After December’s #Nenegate fiasco, speculation was rife that Minister Gordhan would use the political capital he supposedly acquired (by returning to the office of Finance Minister) to push through significant curbs on government spending.
There were even whispers from some quarters that he would announce privatization of failing State Owned Enterprises (like SAA). But yesterday’s speech was fairly conservative and didn’t include anything particularly revolutionary or dramatic (unless of course you are a sugar addict or you own shares in Illovo).
The possibility exists that we all simply overestimated the power that Gordhan now has over the presidency and South Africa’s bloated bureaucracy. But it is far more likely that he is shepherding that capital for use behind the scenes. He was also likely taking the volatility in both our society and our economy into account (as well as the upcoming election) and looking to calm the waters rather than make a big splash.
We hope that this capital will allow him to halt further erosion of the credibility of the Finance Ministry (and SARS in particular) and take a harder line on government spending. We hope that he now has the clout to enforce the spending cuts the Finance Ministry has routinely promised and stop further irregular spending at SOEs and government departments.
But only time will tell if the words delivered in his speech will finally match the deeds of the government. Every budget speech has, after all, included promises of curtailing wasteful expenditure but billions of Rand were still lost.
Let’s now move away from political speculation and onto economic speculation. What aspects of the 2016 budget will have the greatest impact on your property plans. Here’s my pick:
Budget Deficits & Government Debt
The good news is that the deficit is shrinking: currently down to 3.2% from 3.9% last year. The slightly less good news is that government Debt is projected to stabilize at 46% of GDP (well over R2 trillion). Debt at 46% of GDP is relatively low for a sophisticated economy (the US runs near 102% debt and Japan at around 220%) but I feel this projection of a peak in two years is highly optimistic.
The challenges facing the economy are increasing in number and danger and there is no indication that, within two years, the government will become dramatically better at overcoming them. In fact IMF and even our own Finance Ministry have cut growth outlooks for 2016 repeatedly since May 2015, so it is hard to see how Minister Gordhan can project a doubling of growth to 1.9% by the 2017/2018 financial year.
Debt and growth are the two factors the ratings agencies are paying close attention to. We’ve got some good news about a shrinking deficit and slowing growth in debt but we’ll only find out later in the year if those agencies buy into the positive growth projections.

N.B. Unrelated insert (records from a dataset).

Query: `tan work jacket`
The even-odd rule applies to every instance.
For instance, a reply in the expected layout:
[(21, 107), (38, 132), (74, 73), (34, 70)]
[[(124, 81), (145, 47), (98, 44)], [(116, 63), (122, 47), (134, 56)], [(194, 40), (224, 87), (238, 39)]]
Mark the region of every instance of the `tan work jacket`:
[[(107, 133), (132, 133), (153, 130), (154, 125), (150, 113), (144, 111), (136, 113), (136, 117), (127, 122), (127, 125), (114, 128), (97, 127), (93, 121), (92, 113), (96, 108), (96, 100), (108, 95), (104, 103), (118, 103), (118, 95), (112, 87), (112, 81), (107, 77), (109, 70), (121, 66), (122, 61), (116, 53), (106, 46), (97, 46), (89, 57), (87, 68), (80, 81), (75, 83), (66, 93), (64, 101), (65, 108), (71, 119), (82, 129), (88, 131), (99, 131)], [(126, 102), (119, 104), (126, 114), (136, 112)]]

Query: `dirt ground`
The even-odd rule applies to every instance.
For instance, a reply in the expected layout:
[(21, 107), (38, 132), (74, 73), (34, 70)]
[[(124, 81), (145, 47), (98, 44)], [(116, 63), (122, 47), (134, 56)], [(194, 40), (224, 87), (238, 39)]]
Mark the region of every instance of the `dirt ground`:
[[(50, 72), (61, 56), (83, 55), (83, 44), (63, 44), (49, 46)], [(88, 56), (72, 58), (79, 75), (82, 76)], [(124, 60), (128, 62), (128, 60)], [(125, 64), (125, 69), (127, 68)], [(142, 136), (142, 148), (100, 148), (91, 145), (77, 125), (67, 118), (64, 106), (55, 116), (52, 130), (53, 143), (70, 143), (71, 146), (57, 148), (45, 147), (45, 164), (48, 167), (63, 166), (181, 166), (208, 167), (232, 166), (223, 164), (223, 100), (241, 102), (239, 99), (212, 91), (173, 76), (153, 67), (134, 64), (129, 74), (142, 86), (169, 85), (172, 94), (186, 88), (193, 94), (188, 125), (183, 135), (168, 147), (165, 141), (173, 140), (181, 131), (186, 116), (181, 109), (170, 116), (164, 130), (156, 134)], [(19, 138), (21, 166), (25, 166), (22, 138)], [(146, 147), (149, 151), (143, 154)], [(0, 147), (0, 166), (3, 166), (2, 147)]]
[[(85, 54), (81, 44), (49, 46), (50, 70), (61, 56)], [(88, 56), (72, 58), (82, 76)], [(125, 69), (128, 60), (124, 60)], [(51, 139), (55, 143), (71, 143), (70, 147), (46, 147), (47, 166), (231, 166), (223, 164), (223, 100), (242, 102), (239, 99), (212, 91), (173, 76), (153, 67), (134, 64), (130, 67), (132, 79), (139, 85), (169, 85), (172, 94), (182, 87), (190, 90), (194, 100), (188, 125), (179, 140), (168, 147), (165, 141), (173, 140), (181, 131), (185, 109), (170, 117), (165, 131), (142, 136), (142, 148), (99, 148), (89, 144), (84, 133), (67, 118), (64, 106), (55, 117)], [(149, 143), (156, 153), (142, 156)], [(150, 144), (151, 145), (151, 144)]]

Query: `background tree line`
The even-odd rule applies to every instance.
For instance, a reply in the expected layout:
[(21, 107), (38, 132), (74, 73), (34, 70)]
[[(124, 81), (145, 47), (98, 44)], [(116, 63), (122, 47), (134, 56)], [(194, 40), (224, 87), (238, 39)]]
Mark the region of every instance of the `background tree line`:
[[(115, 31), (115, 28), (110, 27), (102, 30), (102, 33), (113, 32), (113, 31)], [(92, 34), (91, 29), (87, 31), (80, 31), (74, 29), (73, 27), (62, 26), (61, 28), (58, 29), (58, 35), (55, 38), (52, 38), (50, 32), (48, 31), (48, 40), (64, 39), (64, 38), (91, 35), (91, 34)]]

A downgrade therefore remains a very real possibility and the budget did not (nor could it) act as a magic bullet. If downgrades do come the first will likely come in June and will have very serious, though not apocalyptic, repercussions for our banks: no company can have a rating higher than the country it is based in. This means that foreign investment in banks will be negatively impacted which in turn will impact their appetite for home loans and their risk pricing (the interest rates clients can expect to receive).
In the short term a downgrade may actually improve the likelihood of getting a bond at a good price as banks seek to find local sources of funds to replace foreign investment. Don’t get too happy though: the inevitable negative repercussions for wider economy will eclipse this potential bright spot.

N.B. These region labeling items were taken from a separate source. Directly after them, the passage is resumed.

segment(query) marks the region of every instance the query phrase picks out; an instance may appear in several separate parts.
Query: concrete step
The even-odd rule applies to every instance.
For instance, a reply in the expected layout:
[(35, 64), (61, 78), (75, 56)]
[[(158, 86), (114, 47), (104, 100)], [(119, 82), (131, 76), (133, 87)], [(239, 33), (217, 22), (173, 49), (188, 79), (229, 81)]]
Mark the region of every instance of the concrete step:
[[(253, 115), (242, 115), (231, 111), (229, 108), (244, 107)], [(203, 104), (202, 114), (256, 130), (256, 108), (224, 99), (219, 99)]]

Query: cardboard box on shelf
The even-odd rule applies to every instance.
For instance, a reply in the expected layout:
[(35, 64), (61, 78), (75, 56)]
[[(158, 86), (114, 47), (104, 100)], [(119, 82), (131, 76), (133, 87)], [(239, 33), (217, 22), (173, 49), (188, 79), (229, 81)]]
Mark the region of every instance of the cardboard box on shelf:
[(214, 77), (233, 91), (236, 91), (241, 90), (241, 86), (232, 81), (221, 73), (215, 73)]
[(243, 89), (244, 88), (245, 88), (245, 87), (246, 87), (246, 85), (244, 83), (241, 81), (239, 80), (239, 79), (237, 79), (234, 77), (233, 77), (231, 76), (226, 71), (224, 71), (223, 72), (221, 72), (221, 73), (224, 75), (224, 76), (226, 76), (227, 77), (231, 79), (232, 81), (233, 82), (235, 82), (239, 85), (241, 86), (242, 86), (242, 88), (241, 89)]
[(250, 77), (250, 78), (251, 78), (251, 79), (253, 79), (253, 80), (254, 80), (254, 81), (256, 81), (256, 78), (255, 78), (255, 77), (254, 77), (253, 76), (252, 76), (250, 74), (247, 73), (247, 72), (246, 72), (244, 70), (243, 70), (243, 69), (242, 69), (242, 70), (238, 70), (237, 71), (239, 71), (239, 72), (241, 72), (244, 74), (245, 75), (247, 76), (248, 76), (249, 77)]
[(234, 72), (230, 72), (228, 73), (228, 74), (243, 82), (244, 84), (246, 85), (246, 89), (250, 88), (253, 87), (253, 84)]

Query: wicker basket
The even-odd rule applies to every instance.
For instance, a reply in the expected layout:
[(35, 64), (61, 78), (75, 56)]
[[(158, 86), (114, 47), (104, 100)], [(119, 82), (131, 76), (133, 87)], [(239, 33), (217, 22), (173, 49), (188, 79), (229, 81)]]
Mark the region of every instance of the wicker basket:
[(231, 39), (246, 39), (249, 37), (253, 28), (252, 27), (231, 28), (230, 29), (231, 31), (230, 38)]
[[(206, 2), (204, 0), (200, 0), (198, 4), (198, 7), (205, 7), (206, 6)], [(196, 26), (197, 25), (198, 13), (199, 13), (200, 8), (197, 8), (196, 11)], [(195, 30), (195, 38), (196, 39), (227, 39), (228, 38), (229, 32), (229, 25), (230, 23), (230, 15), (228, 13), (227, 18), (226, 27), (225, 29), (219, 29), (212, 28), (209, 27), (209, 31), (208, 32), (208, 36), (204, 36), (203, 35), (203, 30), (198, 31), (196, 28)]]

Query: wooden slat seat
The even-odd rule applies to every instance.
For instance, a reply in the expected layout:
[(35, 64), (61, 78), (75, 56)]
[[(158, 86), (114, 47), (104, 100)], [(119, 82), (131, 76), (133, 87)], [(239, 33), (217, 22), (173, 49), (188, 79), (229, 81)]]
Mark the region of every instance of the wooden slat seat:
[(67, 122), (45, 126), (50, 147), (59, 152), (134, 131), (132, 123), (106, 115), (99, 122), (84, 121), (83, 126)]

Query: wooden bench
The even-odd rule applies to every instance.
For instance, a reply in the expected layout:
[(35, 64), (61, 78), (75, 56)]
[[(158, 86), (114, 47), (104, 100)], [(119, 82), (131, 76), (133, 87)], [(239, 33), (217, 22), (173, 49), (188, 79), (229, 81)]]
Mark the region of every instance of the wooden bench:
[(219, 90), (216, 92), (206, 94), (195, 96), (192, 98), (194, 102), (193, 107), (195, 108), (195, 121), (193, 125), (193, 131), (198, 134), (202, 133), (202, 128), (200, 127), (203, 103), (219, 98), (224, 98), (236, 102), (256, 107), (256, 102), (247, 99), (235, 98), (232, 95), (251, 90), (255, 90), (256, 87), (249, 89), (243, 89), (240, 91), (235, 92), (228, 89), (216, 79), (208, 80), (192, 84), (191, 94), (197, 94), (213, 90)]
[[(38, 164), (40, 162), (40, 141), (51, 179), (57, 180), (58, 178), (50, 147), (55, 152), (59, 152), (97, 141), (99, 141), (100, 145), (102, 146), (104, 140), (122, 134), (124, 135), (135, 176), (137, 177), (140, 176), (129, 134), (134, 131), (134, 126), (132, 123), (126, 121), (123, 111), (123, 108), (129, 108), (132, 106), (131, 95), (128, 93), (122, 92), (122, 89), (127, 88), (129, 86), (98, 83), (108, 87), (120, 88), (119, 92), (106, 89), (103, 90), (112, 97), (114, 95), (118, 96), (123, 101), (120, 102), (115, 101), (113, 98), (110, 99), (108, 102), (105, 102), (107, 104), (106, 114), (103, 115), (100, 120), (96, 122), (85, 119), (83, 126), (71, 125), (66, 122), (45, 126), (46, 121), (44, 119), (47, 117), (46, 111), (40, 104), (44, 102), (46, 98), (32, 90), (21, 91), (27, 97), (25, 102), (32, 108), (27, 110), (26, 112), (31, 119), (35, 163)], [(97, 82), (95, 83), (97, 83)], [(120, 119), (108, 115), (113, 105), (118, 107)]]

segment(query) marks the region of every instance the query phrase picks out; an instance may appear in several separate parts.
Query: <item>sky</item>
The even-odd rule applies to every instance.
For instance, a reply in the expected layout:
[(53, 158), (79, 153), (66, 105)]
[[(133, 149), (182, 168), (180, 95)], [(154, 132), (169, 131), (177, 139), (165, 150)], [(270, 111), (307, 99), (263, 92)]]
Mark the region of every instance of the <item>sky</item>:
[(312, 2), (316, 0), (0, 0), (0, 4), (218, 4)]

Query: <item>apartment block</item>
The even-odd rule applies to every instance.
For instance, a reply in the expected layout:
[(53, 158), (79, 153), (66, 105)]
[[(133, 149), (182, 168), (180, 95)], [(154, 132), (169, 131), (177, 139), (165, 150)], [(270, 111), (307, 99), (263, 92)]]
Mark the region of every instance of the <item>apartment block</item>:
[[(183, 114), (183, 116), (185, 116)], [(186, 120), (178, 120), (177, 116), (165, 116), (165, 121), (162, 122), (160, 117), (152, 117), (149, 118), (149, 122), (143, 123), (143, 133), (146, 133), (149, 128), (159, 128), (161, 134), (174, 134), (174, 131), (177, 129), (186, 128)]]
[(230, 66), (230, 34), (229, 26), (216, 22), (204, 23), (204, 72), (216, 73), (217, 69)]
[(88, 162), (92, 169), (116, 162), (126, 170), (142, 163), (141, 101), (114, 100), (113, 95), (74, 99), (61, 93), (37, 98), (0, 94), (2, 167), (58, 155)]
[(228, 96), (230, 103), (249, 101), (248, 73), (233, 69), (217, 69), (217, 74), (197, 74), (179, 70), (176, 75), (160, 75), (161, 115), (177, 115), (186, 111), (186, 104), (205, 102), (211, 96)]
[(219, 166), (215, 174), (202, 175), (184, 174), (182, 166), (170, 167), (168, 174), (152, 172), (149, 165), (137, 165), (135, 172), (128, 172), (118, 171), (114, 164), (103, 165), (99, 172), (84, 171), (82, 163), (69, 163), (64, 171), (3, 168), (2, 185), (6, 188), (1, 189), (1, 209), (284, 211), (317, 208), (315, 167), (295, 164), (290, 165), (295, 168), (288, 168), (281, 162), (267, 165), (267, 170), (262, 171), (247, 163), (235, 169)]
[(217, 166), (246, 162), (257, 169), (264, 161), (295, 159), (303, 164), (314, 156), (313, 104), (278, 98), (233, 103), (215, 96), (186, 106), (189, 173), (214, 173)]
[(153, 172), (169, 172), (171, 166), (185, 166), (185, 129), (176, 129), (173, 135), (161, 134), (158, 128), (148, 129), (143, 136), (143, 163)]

No (sort of) tax increase & more tax relief.
Welcome news, at least for low and middle income earners. The tax threshold was raised to R75 000 and R5.5 billion in tax relief. Tax rates may actually decrease slightly for most South African taxpayers (except for the top 8%).
Good news as in light of expected surges in inflation that will eat away at salaries. Many consumers are going to need every cent to get through this year.
Effective capital gains tax increases to 16.4% for individuals and 22.4% for companies. If you’re looking to sell a property you need to take this into consideration as you’ll likely end up with slightly less in your pocket.
Increase in transfer duty on property sales at or above R10 000 001 to 13%. If you’ve been saving up for that Clifton mansion you need to keep in mind the 13% of the value of the property to the tax man. Remember that this tax is over and above the purchase price.
The Transfer Duty Exemption threshold remains R750 000. If you buy a property at or below this price you will pay no Duty and you will only be taxed on the amount above it.
While not the relief some in the property sector were hoping for this will surely help shore up national sales that have begun to slip in the last year.
The budget, while not giving too much relief, has not added significantly to the challenges the average South African property purchaser or seller will face in the months to come. While a lot of hype surrounded the budget speech the reality is that it is only a means of managing expectations. Now that the pageantry of the speech season is over we should pay close attention to the monthly inflation and quarterly growth figures. Those figures are where we will find some truth as to the state of the nation.